3.5 Visualize Transitions When They are Not Obvious

Moving between several omnidirectional videos may quickly make the user lose sense of where they came from and where their current location is relative to other videos they have moved through. Maintaining navigational awareness is especially important for applications that aim to familiarize users with a remote location before moving on-site.

To support navigational awareness in our campus tour project, we included fast-forwarded non-interactive omnidirectional videos between transitions. These were useful when, e.g., transitioning from one building to another, to visualize which door and path to take to get to the next building. However, if the start point of the transition is visible from the end point, it is not necessary to display a transitional video, but simple fade-in technique is enough.

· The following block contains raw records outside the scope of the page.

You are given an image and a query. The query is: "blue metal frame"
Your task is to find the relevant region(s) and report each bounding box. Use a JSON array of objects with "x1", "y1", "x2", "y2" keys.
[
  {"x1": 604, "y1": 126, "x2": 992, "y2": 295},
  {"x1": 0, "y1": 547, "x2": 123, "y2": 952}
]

On a related note, the user should be correctly oriented after each transition. For instance, when transitioning to the next room through a door, the user should be oriented with their back against the door they came through. While this may seem obvious, it is worthwhile to note that in order to achieve this, the relative orientation between each link must be set. Therefore, if three paths lead to the same video, the orientation for each path is different.

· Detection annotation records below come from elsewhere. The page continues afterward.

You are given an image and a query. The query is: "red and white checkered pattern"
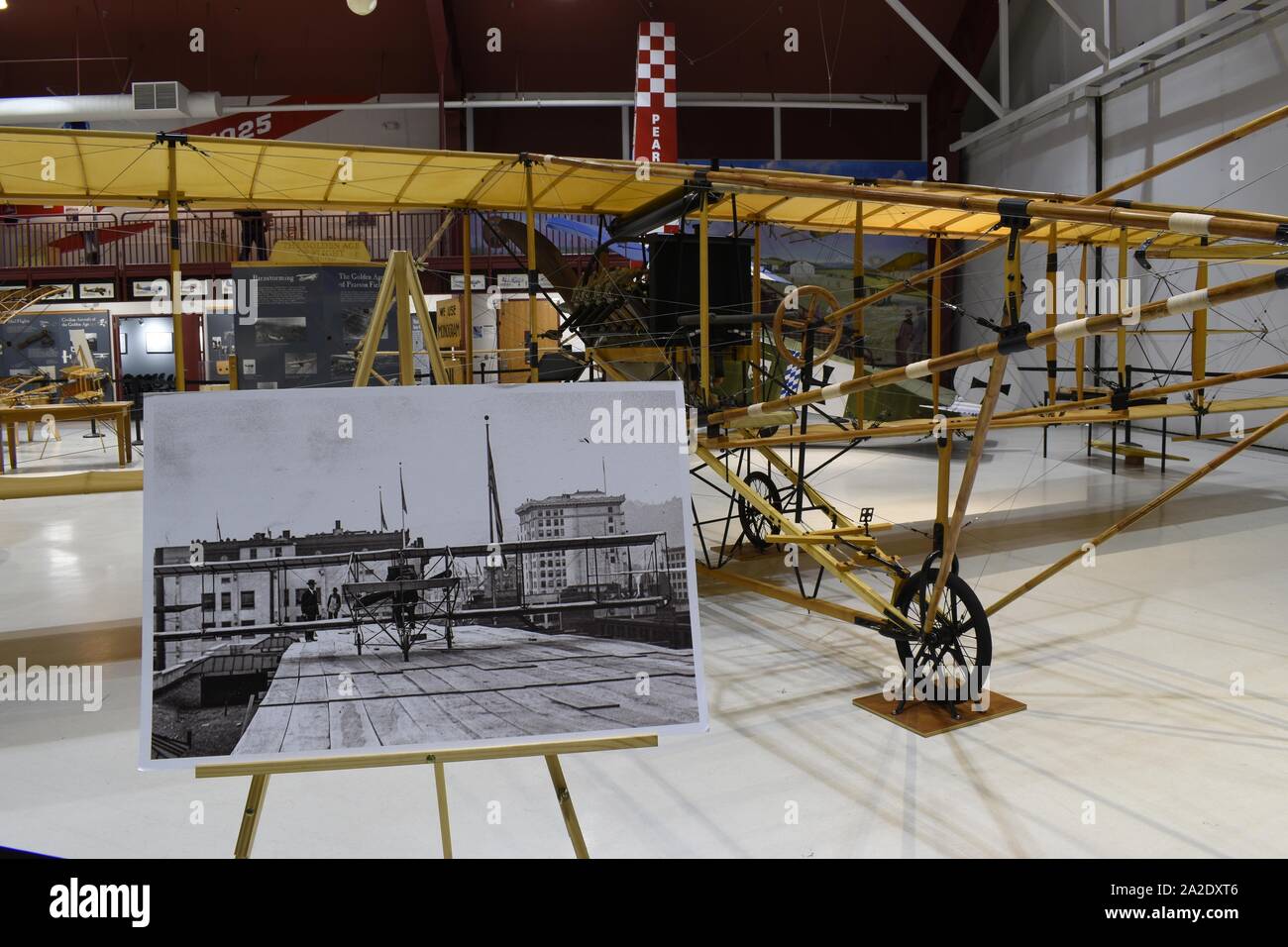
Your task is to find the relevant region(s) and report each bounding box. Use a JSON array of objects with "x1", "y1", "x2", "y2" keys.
[
  {"x1": 635, "y1": 22, "x2": 675, "y2": 108},
  {"x1": 635, "y1": 22, "x2": 677, "y2": 162}
]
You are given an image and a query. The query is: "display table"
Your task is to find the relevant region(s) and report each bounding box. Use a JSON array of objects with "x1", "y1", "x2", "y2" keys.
[{"x1": 0, "y1": 401, "x2": 134, "y2": 473}]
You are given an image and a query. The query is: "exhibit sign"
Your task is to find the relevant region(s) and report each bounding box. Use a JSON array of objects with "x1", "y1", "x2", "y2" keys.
[
  {"x1": 0, "y1": 309, "x2": 112, "y2": 378},
  {"x1": 139, "y1": 382, "x2": 705, "y2": 768},
  {"x1": 434, "y1": 299, "x2": 461, "y2": 347},
  {"x1": 233, "y1": 263, "x2": 398, "y2": 388}
]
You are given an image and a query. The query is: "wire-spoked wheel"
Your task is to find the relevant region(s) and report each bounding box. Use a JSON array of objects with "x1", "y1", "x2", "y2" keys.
[
  {"x1": 738, "y1": 471, "x2": 783, "y2": 550},
  {"x1": 894, "y1": 569, "x2": 993, "y2": 701}
]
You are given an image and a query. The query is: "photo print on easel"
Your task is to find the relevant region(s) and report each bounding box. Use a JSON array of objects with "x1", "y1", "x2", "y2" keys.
[{"x1": 141, "y1": 382, "x2": 705, "y2": 768}]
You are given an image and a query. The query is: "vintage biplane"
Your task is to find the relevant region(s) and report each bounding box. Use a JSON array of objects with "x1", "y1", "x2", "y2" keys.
[{"x1": 10, "y1": 107, "x2": 1288, "y2": 705}]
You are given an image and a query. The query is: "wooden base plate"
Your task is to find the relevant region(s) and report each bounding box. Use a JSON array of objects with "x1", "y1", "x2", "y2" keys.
[{"x1": 853, "y1": 690, "x2": 1027, "y2": 737}]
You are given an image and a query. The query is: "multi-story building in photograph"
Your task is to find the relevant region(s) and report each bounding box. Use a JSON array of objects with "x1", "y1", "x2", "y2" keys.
[{"x1": 154, "y1": 519, "x2": 406, "y2": 646}]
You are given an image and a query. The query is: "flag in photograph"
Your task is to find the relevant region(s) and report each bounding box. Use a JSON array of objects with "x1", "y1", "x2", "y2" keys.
[
  {"x1": 484, "y1": 428, "x2": 505, "y2": 543},
  {"x1": 782, "y1": 365, "x2": 802, "y2": 398}
]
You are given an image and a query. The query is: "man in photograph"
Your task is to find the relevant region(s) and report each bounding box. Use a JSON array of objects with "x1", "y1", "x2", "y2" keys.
[{"x1": 300, "y1": 579, "x2": 318, "y2": 642}]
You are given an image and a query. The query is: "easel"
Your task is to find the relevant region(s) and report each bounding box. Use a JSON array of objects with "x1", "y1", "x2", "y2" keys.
[
  {"x1": 197, "y1": 733, "x2": 657, "y2": 858},
  {"x1": 197, "y1": 263, "x2": 657, "y2": 858}
]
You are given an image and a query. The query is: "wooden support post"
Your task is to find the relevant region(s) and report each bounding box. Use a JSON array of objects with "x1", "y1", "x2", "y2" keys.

3.6 Plan the Complete Pathways Ahead of Time

The complete pathways and transitions between videos should be planned ahead of time, by e.g., writing a script with the full experience in mind. This becomes especially important with more complex applications. For example, in one of our industrial applications, users could move around an industrial hall both indoors and outdoors, and e.g., travel high above the ground riding a skylift (Fig. 5C). Therefore, the application consisted of both looping and non-looping videos. Looping videos were those where users could spend as much time as they want, until they chose to move to a different scene through a hotspot. When users chose to ride up on the skylift, a non-looping crane video would start, at the end of which the users would automatically transition to a new looping video on top of the crane, which would play until the user chooses to take the pathway back down. Therefore, to seamlessly integrate transitions as well as static and moving videos, the full path needs to be carefully planned.

4 Conclusion

Interactive omnidirectional videos (iODVs) can offer a wide variety of useful, exciting, and entertaining experiences. As a relatively new platform, however, iODVs seem to lack basic guidelines to guide practitioners.

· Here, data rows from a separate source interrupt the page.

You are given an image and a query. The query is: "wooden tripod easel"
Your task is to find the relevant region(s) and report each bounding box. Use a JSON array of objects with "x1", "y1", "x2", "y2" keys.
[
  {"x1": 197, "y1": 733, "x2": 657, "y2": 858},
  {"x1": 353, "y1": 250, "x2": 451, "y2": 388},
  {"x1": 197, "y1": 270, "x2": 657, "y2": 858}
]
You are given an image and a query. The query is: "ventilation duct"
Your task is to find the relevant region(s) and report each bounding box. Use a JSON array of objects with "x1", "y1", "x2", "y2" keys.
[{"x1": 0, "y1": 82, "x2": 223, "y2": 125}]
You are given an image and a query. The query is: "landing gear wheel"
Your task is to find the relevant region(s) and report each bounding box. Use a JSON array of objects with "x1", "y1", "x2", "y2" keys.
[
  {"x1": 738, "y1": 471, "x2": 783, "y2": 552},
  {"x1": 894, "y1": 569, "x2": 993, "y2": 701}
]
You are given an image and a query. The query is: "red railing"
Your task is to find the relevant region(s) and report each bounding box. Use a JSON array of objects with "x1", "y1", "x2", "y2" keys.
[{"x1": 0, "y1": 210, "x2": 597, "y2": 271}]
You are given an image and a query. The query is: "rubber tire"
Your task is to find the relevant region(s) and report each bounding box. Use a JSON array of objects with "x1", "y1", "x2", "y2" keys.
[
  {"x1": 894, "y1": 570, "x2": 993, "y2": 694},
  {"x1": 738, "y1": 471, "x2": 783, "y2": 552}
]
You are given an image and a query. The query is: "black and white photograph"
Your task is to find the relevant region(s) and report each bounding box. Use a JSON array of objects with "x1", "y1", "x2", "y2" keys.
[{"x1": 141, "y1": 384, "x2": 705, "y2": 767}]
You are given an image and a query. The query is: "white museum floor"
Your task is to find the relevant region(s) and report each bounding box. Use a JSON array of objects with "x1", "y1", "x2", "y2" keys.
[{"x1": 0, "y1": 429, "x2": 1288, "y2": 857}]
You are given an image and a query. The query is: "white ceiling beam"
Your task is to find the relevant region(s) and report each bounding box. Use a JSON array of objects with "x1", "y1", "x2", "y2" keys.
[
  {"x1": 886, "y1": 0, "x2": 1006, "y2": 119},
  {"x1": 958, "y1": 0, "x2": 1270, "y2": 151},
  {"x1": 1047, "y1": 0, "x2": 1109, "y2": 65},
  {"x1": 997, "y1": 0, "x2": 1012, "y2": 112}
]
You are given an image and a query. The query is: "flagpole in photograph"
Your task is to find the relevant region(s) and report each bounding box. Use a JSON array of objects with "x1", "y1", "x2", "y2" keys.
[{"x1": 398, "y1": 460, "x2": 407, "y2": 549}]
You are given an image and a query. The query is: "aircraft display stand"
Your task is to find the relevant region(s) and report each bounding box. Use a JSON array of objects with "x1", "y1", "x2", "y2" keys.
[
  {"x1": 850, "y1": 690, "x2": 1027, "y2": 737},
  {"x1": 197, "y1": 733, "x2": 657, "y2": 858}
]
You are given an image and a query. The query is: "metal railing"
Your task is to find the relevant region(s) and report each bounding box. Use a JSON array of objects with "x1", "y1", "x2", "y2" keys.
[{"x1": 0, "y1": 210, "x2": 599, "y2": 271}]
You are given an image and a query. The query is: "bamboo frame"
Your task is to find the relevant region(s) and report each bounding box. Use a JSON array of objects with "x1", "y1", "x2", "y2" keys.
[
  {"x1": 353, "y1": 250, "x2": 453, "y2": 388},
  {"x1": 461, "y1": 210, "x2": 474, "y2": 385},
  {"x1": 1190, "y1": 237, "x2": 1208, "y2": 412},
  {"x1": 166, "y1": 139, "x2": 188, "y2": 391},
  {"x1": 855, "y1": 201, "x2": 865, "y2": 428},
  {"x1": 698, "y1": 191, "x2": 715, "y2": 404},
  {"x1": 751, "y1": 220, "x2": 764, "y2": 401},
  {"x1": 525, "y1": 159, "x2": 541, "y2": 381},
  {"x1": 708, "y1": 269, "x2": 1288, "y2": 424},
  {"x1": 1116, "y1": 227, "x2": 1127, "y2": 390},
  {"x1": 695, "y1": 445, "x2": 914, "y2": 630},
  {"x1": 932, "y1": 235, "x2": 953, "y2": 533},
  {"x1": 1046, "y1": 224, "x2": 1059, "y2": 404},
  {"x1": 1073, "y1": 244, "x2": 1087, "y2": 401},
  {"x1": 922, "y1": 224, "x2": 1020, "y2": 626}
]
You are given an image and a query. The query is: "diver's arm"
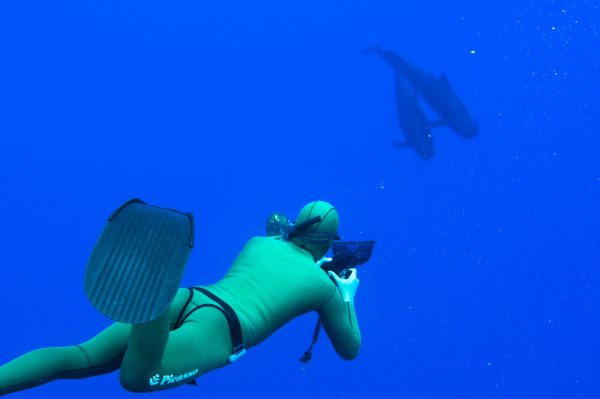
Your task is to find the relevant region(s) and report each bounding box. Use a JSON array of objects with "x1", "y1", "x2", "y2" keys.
[{"x1": 317, "y1": 270, "x2": 361, "y2": 360}]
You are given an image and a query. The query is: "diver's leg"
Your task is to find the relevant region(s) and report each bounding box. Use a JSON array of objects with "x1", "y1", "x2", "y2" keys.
[
  {"x1": 119, "y1": 307, "x2": 233, "y2": 392},
  {"x1": 0, "y1": 323, "x2": 131, "y2": 396}
]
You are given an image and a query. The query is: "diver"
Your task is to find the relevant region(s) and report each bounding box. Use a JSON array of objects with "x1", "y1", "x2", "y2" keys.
[{"x1": 0, "y1": 199, "x2": 361, "y2": 396}]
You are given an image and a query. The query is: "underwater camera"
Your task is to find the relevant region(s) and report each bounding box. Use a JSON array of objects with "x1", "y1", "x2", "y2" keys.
[{"x1": 321, "y1": 241, "x2": 375, "y2": 279}]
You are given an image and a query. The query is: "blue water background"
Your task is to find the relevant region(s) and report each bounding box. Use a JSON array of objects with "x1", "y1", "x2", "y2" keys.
[{"x1": 0, "y1": 0, "x2": 600, "y2": 398}]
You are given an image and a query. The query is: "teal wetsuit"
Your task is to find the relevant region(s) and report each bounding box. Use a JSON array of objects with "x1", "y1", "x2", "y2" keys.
[{"x1": 0, "y1": 236, "x2": 361, "y2": 396}]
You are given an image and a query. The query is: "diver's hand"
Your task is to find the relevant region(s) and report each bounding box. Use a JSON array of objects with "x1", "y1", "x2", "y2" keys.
[
  {"x1": 328, "y1": 269, "x2": 360, "y2": 304},
  {"x1": 317, "y1": 257, "x2": 333, "y2": 267}
]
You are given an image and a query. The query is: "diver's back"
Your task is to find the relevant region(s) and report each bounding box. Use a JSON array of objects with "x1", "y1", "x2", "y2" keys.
[{"x1": 207, "y1": 237, "x2": 335, "y2": 347}]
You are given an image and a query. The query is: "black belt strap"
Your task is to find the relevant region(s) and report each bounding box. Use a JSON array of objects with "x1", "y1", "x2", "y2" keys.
[{"x1": 192, "y1": 287, "x2": 244, "y2": 355}]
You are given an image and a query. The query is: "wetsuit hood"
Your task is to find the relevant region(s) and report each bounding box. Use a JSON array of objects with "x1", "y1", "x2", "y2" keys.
[{"x1": 290, "y1": 201, "x2": 340, "y2": 262}]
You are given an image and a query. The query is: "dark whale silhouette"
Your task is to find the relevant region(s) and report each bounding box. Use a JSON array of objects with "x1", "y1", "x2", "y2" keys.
[
  {"x1": 391, "y1": 71, "x2": 435, "y2": 161},
  {"x1": 361, "y1": 42, "x2": 479, "y2": 139}
]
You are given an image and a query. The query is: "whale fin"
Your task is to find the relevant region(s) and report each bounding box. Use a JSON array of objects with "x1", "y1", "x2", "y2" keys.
[
  {"x1": 360, "y1": 42, "x2": 383, "y2": 55},
  {"x1": 429, "y1": 119, "x2": 448, "y2": 127},
  {"x1": 440, "y1": 72, "x2": 452, "y2": 91},
  {"x1": 390, "y1": 140, "x2": 410, "y2": 148}
]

Our guidelines for interactive omnidirectional video application, are summarized as follows: (1) Avoid objects very close to the camera, as they obstruct large segments of the surroundings, and may be disturbing to the user. (2) Choose a viewpoint that supports the context and use case of the application. (3) Present details with embedded content, as omnidirectional videos alone cannot always present fine details clearly. (4) Ensure the visibility and clarity of interactive objects and pathways. Using different visual cues, make sure that the link between a hotspot and the related object is clear. In the case of navigational hotspots, communicate clearly where the hotspots will take the user. (5) Visualize transitions when they are not obvious. Navigational awareness is important, especially if the iODV application aims to familiarize users with the depicted location. An especially useful trick is to include fast-forwarded omnidirectional videos between transitions, to e.g. visualize a transition from one building to another. (6) Plan the complete pathways ahead of time. This is especially important when combining free-roaming multi-path videos with static videos – ensuring smooth transitions and avoiding “dead-ends” requires prior planning.

We based our guidelines on numerous projects we have worked on over the recent years. We focused especially on applications that offer interactivity through embedded content, and allow transitioning between multiple videos. With our work, we hope to guide those working with omnidirectional videos, especially when designing interactivity and navigation within such systems.